La situation est classique. François Garnier, mari et père irresponsable, n’a eu d’autre préoccupation dans la vie que le plaisir de rire de tout. Il va fêter ses cinquante ans et reçoit pour les vacances, Christophe, son fils unique, qu’il n’a pas vu depuis deux ans. Sérieux et très intello, le jeune homme est l’antithèse de ce père irrésistible aux yeux de tout son entourage, à qui il a fait « le merveilleux cadeau de son amitié », et surtout celui, sans prix, « de le faire rire ». Christophe dont l’ambition est de passer un master de philo puis de faire des recherches dans le domaine de l’histoire de la philosophie présocratique, a décidé de rester une semaine chez ce père qui l’a longtemps « oublié », avant de s’envoler avec jubilation vers Oxford, pour un semestre d’été à l’université. Cependant, François insiste curieusement pour qu’il reste trois mois et poussé par sa mère, Christophe accepte, renonçant ainsi à son été studieux.

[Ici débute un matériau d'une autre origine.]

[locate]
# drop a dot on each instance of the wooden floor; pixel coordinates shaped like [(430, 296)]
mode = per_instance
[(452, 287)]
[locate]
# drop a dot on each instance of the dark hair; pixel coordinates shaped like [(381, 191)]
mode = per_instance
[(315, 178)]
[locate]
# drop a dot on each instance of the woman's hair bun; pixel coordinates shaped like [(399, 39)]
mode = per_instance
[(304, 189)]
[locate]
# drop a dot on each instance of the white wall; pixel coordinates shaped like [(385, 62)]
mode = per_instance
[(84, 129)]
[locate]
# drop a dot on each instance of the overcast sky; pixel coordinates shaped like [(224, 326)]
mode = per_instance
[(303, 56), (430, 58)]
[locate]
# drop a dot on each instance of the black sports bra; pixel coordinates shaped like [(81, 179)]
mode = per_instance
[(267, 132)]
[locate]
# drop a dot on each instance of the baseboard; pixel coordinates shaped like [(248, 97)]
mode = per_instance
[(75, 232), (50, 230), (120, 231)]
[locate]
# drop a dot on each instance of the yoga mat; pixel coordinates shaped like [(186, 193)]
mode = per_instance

Partager durant trois mois la vie de ce père ahurissant semble être aussi utopique que de décoincer ce fils si peu réceptif à l’humour, qui semble avoir avalé un parapluie, s’habille comme Giscard d’Estaing et dont le livre de chevet est Critique de la raison pure d’Emmanuel Kant. Mais François a une furieuse envie de rattraper le temps perdu, Christophe aussi peut-être…
Gérald Sibleyras récrit davantage qu’il adapte le texte de Bernard Slade. Son sens inné de l’observation lui permet d’élaborer des dialogues percutants, directement calqués sur notre vie quotidienne dont il égratigne les petits défauts à travers les mots ou les choses. « Twiter » a sa préférence, c’est d’actualité ! Mais son regard sur le téléphone portable et autres gadgets mettent aussi le public en joie. Des répliques à la Guitry se glissent parfois dans les dialogues: « Je t’ai connu plus chaleureux », « tu as raison, je commence à refroidir », n’auraient pas détonné dans une pièce du grand maître de l’humour noir.

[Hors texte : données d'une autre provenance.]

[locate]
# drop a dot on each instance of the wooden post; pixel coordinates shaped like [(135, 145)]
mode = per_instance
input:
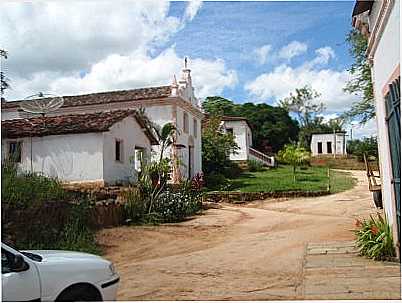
[(329, 179)]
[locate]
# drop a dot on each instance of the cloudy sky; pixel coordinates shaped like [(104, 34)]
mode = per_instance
[(244, 51)]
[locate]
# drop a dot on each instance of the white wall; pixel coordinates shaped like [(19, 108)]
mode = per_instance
[(324, 138), (75, 157), (159, 114), (386, 60), (129, 132), (240, 131), (186, 139), (9, 115)]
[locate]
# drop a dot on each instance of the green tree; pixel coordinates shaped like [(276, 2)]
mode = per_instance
[(272, 126), (361, 84), (294, 156), (216, 147), (368, 146), (302, 103)]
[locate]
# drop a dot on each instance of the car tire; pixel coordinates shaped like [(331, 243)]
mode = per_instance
[(80, 292)]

Jean-Luc Moreau laisse libre cours à son imagination, même si la personnalité de Michel Leeb est difficilement contrôlable. Ce géant de la scène aux multiples casquettes, très à l’aise dans ce rôle taillé sur mesure, enchaîne à un rythme frénétique des situations toutes plus loufoques les unes que les autres. Arthur Fenwick, particulièrement juste dans le rôle de Christophe, lui tient tête. Son talent parvient non seulement à donner de la consistance à un personnage étonnant mais aussi à rester de marbre, imperturbable face aux facéties ininterrompues d’un partenaire irrésistible, ce qui n’est pas une mince affaire! Les autres comédiens sont également très bons. Leurs rôles indispensables temporisent le rythme de cette comédie trépidante où l’émotion perce entre deux situations délirantes. De l’art de dire les choses graves avec légèreté ! Théâtre Montparnasse 14e.